The Michigan Department of Education and Employability Skills Task Force distribute a survey designed to identify the critical skills, behaviors and attitudes employers want in employees. Respondents rate 86 items as critical, highly needed, somewhat needed or not needed. In 1989, Michigan public school principals asked elementary and secondary teachers to fill out this survey.
Conventional survey analysis depends on insupportable assumptions about the numerical values of response categories. An interval scale must be specified on which critical might be valued at, say, 4, highly needed at 3, somewhat needed at 2, and not needed at 1. But there is no objective basis for assigning or means of confirming any particular choice of values. Rasch analysis requires only that response categories are coded in a qualitatively increasing order. The working "values" of the responses are estimated from the data. This reflects the views of the survey respondents more accurately than the conventional method.

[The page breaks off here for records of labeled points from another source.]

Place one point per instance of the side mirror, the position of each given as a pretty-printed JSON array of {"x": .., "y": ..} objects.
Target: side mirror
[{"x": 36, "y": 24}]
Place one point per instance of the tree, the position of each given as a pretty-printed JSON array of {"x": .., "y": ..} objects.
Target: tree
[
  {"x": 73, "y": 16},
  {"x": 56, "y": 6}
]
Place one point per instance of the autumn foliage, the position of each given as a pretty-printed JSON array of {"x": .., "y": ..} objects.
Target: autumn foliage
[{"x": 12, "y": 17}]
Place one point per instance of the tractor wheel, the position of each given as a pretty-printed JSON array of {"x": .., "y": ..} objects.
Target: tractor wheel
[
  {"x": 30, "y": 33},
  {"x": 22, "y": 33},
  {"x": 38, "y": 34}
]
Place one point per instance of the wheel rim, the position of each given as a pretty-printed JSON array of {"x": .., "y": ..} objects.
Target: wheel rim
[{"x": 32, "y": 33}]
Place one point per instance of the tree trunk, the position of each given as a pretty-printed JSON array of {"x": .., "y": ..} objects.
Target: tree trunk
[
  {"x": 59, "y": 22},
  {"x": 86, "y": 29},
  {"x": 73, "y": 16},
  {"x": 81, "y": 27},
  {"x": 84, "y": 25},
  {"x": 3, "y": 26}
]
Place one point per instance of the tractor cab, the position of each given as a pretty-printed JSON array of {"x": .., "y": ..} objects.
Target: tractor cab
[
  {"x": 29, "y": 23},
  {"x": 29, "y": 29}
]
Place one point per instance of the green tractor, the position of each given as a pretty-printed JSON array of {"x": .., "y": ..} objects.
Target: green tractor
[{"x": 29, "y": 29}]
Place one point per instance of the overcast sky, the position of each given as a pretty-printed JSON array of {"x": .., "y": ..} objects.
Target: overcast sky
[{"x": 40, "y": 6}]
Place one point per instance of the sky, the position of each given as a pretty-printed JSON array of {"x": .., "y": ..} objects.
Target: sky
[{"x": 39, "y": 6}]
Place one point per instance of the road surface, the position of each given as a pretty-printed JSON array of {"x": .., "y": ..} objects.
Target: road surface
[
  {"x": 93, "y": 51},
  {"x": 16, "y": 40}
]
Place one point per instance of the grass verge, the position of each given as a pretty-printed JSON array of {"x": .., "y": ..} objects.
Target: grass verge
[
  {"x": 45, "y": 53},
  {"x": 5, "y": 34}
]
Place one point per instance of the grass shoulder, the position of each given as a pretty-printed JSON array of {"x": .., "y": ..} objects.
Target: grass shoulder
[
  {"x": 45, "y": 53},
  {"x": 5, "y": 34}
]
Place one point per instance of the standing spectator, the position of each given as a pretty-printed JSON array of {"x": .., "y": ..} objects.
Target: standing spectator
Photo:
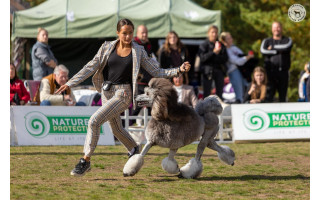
[
  {"x": 143, "y": 77},
  {"x": 45, "y": 95},
  {"x": 257, "y": 90},
  {"x": 185, "y": 92},
  {"x": 213, "y": 56},
  {"x": 43, "y": 60},
  {"x": 235, "y": 59},
  {"x": 276, "y": 51},
  {"x": 173, "y": 53},
  {"x": 18, "y": 93},
  {"x": 303, "y": 83}
]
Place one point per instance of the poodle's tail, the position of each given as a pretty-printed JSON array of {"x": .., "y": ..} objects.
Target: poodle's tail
[{"x": 209, "y": 104}]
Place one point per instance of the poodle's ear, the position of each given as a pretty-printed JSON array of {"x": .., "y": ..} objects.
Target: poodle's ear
[{"x": 159, "y": 108}]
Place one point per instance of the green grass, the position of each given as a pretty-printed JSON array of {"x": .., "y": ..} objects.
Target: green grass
[{"x": 261, "y": 171}]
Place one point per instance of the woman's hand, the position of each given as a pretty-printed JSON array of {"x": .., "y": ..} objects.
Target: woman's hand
[
  {"x": 185, "y": 67},
  {"x": 51, "y": 64},
  {"x": 61, "y": 89}
]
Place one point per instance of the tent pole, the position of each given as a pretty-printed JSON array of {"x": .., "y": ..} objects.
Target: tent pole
[
  {"x": 170, "y": 22},
  {"x": 67, "y": 7}
]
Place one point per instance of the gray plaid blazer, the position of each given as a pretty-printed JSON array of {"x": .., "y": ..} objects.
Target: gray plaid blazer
[{"x": 139, "y": 58}]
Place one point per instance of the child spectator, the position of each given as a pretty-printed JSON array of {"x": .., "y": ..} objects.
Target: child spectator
[{"x": 257, "y": 90}]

The Rasch step calibrations for the teachers were:
STEP TO SECONDARY ELEMENTARY not needed N/A N/A somewhat needed -.92 -1.03 highly needed -.72 -.47 critical 1.64 1.50
This shows that these teachers regarded the steps from not needed to somewhat needed and from somewhat needed to highly needed as closer in value than the final step to critical. The region along the continuum in which the response somewhat needed stood out was so brief that little information was conveyed by the use of that category. In general, skills were either not needed, highly needed, or critical.
Conventionally, misfitting items are those with high raw response standard deviations. Rasch misfitting items are those for which no clear "latent scale" has been manifested. These contrasting types of misfit affected much the same items for secondary school teachers, but totally different items for elementary teachers demonstrating that Rasch misfit is not necessarily identical to conventional misfit. The Rasch analysis provided the more useful interpretation.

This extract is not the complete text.